Monitoring Direct Attached Storage Under ESXi

One of the first things I wanted to do with my ESXi lab box was to simulate a hard drive failure to see what alarms would be raised by ESXi. This exercise doesn't serve any purpose in the "real world" where ESXi hosts are likely to be using shared storage in all but the most esoteric of installations but since my lab box isn't using shared storage I wanted to make sure I understood the behavior of ESXi during a drive failure. This post is also a guide to my future self should a drive fail for real :-).

Scenario⌗

My home ESXi box has two drives in a mirror set connected to an LSI 9260-4i. These tests were all done with the default LSI CIM provider that comes with ESXi 4.1u1. I simulated a drive failure by pulling out one of the hot swap drive trays.

T=0: Everything Normal⌗

This is the view within the vSphere Client when there are no failures. Drive 0 and 1 on enclosure 252 (the LSI 9260-4i) are both ONLINE; the RAID 1 logical volume is OPTIMAL.

T=1: Drive Fails⌗

Here I've pulled a drive out of the enclosure.

Notice Drive 1 is no longer showing and that the RAID 1 logical volume is showing a DEGRADED state. Also notice how the yellow status indicator rolls up at each level so you can see there is a fault without even drilling down all the way.

T=2: Drive is Replaced⌗

The drive has now been plugged back into the enclosure.

The LSI card does not automatically rebuild the mirror onto the newly replaced drive. The drive is put into the UNCONFIGURED BAD state and requires manual intervention to initiate a rebuild. With the LSI CIM provided by ESXi 4.1u1 there is no way to initiate an array rebuild (or do any array maintenance for that matter) so a reboot into the LSI BIOS is necessary.

Even though the drive has been physically replaced, the BIOS shows that there is a "PD Missing" on backplane 252, slot 1. By switching to the "physical view" and selecting the drive that's shown as "Unconfigured Bad", the drive can be changed to "unconfigured good" by marking the radio button and clicking Go.

Now that the drive is in a "good" state, it can be added into the array by marking the radio button beside Replace Missing PD and hitting Go.

After that, choose to _Rebuild Drive_ and away you go.

Back in the vSphere Client, the host status now shows the drive in a REBUILD state and the RAID volume in a DEGRADED state.

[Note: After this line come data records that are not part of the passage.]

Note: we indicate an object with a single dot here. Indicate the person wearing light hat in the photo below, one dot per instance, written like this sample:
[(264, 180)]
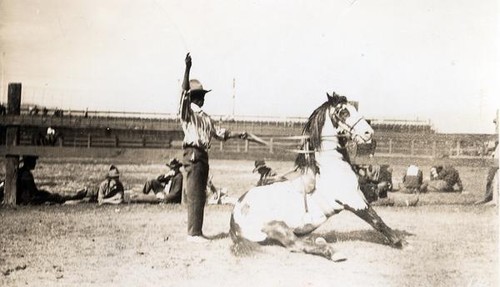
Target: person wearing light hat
[(27, 191), (111, 189), (267, 175), (199, 130), (167, 187)]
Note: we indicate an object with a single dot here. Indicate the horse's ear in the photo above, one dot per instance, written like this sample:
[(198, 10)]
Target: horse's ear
[(333, 99)]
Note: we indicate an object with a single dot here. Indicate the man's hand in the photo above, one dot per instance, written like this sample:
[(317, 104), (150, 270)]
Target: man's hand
[(188, 61), (243, 135)]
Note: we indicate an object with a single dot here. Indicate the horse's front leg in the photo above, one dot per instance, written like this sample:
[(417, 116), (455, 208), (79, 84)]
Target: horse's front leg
[(280, 232), (371, 217)]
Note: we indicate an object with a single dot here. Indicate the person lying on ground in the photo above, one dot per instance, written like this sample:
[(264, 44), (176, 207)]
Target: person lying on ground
[(412, 180), (111, 189), (27, 191), (444, 179), (167, 187)]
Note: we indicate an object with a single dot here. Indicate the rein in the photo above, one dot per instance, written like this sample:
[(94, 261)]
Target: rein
[(253, 138)]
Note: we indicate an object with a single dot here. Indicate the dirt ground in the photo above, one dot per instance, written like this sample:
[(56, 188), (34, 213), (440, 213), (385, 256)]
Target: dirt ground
[(451, 241)]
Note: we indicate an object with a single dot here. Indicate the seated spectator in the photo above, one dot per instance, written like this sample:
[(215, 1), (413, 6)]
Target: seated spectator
[(413, 180), (167, 187), (27, 191), (444, 179), (267, 175), (111, 189), (374, 180)]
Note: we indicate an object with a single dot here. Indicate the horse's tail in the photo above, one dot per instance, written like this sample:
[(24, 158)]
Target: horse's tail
[(241, 246)]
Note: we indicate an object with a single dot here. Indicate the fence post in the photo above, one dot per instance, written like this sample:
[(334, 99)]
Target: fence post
[(12, 139)]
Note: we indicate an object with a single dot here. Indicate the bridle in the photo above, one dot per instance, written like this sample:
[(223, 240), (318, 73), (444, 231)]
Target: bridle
[(342, 124)]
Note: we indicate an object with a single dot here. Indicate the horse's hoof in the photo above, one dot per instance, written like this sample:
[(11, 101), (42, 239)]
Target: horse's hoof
[(338, 257)]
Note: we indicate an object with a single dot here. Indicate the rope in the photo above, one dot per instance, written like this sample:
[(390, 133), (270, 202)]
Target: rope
[(253, 138)]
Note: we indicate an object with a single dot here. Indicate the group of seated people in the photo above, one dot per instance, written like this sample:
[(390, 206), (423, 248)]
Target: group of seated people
[(441, 179), (376, 180), (166, 188)]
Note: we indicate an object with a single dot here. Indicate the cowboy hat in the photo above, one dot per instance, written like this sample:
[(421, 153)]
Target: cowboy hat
[(197, 87), (174, 163), (260, 163), (113, 172)]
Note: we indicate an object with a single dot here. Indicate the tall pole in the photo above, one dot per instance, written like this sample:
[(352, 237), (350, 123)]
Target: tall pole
[(12, 139), (234, 95)]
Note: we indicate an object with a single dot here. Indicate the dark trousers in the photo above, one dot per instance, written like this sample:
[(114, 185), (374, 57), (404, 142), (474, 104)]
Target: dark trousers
[(42, 196), (153, 184), (195, 162)]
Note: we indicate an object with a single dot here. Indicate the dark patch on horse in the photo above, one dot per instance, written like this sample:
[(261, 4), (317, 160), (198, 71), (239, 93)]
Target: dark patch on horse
[(241, 246), (240, 200)]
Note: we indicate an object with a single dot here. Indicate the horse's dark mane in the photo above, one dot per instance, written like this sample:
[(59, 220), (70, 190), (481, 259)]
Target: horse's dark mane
[(313, 129)]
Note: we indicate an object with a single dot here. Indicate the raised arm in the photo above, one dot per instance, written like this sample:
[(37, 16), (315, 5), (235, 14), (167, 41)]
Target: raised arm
[(185, 97)]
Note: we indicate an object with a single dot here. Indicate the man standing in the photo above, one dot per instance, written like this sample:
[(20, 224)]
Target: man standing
[(198, 131)]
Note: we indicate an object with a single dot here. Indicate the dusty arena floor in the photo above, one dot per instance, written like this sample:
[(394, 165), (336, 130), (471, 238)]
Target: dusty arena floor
[(451, 242)]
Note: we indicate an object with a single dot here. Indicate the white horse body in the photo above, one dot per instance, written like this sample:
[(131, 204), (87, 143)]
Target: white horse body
[(286, 202), (285, 210)]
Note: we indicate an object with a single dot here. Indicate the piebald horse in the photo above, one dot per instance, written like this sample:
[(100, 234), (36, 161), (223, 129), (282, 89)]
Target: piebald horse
[(285, 212)]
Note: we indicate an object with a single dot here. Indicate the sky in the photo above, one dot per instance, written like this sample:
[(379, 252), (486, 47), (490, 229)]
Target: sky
[(400, 59)]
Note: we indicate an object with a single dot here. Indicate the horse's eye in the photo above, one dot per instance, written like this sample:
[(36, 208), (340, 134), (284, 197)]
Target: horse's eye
[(344, 114)]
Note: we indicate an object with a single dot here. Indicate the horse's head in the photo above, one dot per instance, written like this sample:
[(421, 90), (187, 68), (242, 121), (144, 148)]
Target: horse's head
[(348, 119)]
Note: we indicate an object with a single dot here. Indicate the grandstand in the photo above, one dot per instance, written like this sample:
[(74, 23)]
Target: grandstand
[(154, 130)]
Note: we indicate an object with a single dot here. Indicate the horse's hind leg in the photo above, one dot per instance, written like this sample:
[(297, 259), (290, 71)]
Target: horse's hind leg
[(280, 232), (371, 217)]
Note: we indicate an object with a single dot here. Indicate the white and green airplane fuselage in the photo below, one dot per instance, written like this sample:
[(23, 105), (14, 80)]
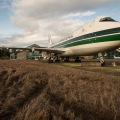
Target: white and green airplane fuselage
[(97, 36)]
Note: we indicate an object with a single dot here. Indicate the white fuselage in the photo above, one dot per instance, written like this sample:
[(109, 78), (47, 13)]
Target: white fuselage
[(97, 36)]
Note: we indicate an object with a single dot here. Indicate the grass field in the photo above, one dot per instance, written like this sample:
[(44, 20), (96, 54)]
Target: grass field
[(33, 90), (110, 70)]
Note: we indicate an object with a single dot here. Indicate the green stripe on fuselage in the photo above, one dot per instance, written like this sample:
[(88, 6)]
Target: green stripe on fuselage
[(95, 40), (99, 36)]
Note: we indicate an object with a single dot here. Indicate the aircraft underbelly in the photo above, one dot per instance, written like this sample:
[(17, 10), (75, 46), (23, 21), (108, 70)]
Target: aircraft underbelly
[(93, 48)]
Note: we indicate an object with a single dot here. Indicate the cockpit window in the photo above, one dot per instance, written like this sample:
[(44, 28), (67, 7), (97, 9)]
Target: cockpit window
[(107, 19)]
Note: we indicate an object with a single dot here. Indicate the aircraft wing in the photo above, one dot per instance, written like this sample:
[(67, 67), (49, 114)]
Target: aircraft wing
[(51, 50)]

Once the rebuild is complete, everything goes green again.

Proactive Monitoring⌗

The vSphere Client has no capabilities for generating an alarm via email or SNMP when a hardware fault occurs. You have to fire up the client and inspect the hardware status manually or employ a tool that uses the API within ESXi to poll the hardware status and generate its own reports.